It is recommended to continue to launch OPENGL 5.0 and make it fully support multi-core CPUs

It seems clear to me that Khronos’s job is to solve problems. Specifically, problems that their members need solving.

In the early-to-mid 2010s, one of the biggest problems game developers and graphics card makers alike had was that the existing graphics API paradigms did not adequately conform to the needs of their hardware. This left a lot of performance on the table, and it made users’ increasingly multicore CPUs increasingly less useful for games.

So they started to develop a solution for that problem. And since there were a bunch of other problems that large game studios also needed solving with regard to graphics (graphics memory allocation being hidden behind drivers, etc), they decided to fix them too.

Thus, Vulkan was born. Vulkan serves the needs of Khronos’s members adequately.

That’s not to say that the Khronos Group is invulnerable to criticism. Vulkan 1.3’s dynamic rendering functionality is a concession to a large number of people who wanted to avoid having to use render passes to render things. But overall, Khronos’s job is to design standards that their members (IHVs and large developers) need.

OpenGL no longer serves the needs of the Khronos Group. Some individual members of the Khronos Group want to keep their implementations going and even add more functionality for GL users. But as a body, they’ve pretty much decided that OpenGL is a dead-end technology.

Khronos’s job is not to keep supporting a technology past the point where they feel that it is worthwhile. You obviously disagree that OpenGL is past its time. But that’s where things appear to stand.

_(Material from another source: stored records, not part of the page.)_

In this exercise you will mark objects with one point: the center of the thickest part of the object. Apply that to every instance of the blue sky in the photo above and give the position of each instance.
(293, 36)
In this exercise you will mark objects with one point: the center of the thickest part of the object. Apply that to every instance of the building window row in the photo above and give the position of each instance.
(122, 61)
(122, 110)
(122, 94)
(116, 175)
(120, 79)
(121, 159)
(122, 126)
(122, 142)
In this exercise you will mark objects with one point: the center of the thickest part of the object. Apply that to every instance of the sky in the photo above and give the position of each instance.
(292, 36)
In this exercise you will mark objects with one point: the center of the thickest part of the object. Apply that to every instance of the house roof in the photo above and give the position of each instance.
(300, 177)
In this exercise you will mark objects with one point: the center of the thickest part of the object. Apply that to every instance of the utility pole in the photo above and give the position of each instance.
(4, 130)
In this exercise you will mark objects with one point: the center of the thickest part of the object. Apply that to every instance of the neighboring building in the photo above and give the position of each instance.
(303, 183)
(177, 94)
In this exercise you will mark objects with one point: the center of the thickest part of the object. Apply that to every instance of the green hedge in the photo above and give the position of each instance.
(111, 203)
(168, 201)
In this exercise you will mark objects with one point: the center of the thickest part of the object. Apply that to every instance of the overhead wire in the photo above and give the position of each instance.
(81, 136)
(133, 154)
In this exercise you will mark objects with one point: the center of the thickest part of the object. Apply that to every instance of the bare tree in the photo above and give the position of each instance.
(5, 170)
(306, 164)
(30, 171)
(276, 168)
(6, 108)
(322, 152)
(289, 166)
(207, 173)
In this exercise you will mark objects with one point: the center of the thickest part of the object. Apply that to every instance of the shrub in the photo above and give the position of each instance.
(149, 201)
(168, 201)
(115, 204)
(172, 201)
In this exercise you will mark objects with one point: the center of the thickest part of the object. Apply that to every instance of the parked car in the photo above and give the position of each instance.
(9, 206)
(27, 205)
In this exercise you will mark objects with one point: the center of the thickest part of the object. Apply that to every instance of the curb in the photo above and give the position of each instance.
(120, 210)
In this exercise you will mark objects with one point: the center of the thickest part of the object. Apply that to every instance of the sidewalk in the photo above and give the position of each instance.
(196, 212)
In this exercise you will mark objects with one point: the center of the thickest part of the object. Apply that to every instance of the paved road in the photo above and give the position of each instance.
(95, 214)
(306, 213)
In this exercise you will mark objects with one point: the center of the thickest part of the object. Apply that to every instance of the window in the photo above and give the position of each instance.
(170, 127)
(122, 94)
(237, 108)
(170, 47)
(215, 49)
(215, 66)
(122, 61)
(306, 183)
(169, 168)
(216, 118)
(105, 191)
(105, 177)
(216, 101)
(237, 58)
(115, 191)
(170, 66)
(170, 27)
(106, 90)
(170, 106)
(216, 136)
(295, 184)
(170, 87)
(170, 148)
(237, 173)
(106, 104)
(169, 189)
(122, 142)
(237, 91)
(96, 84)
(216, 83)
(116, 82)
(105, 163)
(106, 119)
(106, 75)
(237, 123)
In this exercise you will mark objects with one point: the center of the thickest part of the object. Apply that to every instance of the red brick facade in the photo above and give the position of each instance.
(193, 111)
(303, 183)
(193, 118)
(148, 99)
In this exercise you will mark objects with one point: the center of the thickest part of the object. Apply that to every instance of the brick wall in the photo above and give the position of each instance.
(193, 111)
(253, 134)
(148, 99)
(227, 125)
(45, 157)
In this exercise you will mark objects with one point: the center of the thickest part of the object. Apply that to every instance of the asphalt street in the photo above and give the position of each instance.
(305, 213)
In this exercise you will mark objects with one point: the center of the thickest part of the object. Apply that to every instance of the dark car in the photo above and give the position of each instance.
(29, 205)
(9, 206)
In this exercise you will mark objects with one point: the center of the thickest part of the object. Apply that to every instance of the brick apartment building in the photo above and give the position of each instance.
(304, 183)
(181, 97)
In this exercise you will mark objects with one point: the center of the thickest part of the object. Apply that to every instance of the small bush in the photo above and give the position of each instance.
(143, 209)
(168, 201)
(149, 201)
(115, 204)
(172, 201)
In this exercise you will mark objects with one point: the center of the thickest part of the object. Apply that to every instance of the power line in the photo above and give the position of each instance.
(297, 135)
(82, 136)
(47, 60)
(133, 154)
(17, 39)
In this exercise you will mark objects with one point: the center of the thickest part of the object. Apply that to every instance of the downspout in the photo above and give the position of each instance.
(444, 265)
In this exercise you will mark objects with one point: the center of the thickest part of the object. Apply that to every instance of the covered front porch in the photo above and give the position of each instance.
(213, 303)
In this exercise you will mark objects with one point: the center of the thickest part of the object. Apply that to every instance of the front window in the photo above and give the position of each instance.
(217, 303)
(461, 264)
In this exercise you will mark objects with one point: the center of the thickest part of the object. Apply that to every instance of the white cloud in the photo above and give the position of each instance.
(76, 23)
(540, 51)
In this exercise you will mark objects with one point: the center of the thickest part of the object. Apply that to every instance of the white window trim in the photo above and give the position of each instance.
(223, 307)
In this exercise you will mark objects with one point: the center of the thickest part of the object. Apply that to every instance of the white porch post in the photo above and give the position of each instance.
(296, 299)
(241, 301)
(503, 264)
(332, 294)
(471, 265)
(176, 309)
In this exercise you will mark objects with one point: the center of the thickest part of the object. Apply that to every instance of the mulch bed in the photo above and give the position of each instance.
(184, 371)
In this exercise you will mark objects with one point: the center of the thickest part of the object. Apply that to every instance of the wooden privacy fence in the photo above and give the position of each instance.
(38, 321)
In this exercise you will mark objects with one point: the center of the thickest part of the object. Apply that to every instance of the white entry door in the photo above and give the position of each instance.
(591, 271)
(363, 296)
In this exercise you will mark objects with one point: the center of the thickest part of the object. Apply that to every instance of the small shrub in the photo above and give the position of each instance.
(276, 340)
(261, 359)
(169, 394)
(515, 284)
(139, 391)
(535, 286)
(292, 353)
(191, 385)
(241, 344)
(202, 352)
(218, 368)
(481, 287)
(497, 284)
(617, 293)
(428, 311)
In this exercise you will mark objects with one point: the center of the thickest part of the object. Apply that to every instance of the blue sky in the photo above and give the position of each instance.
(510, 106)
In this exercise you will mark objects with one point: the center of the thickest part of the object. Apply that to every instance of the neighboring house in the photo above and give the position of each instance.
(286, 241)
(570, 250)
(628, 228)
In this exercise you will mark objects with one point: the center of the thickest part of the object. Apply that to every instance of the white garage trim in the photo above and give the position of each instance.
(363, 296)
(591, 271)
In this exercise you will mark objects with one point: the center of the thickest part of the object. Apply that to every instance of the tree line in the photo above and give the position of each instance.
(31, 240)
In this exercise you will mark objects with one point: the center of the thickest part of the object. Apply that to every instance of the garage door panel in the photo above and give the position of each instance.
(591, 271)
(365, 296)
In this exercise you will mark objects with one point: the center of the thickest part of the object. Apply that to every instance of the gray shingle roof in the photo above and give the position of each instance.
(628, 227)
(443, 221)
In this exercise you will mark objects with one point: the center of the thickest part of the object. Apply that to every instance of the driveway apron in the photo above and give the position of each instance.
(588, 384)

So if you want them to reverse the direction of their development, you are going to need something more than what you’ve posted here. Because all you’ve really said can be summed up as, “I don’t like Vulkan because it’s verbose and lower-level than I want to work, but I need OpenGL to do some of the stuff Vulkan does, so make a new version of OpenGL that’s more like Vulkan but without the parts I don’t like.”

You may not want to engage with those questions. But if you want other people to do something for you, you need to justify why they specifically have to do that. If you need someone to clean up your house, you need to explain why they need to be the ones to clean it up instead of yourself.

Nobody is obligated to continue supporting something past the point where they feel that such support is worth the effort.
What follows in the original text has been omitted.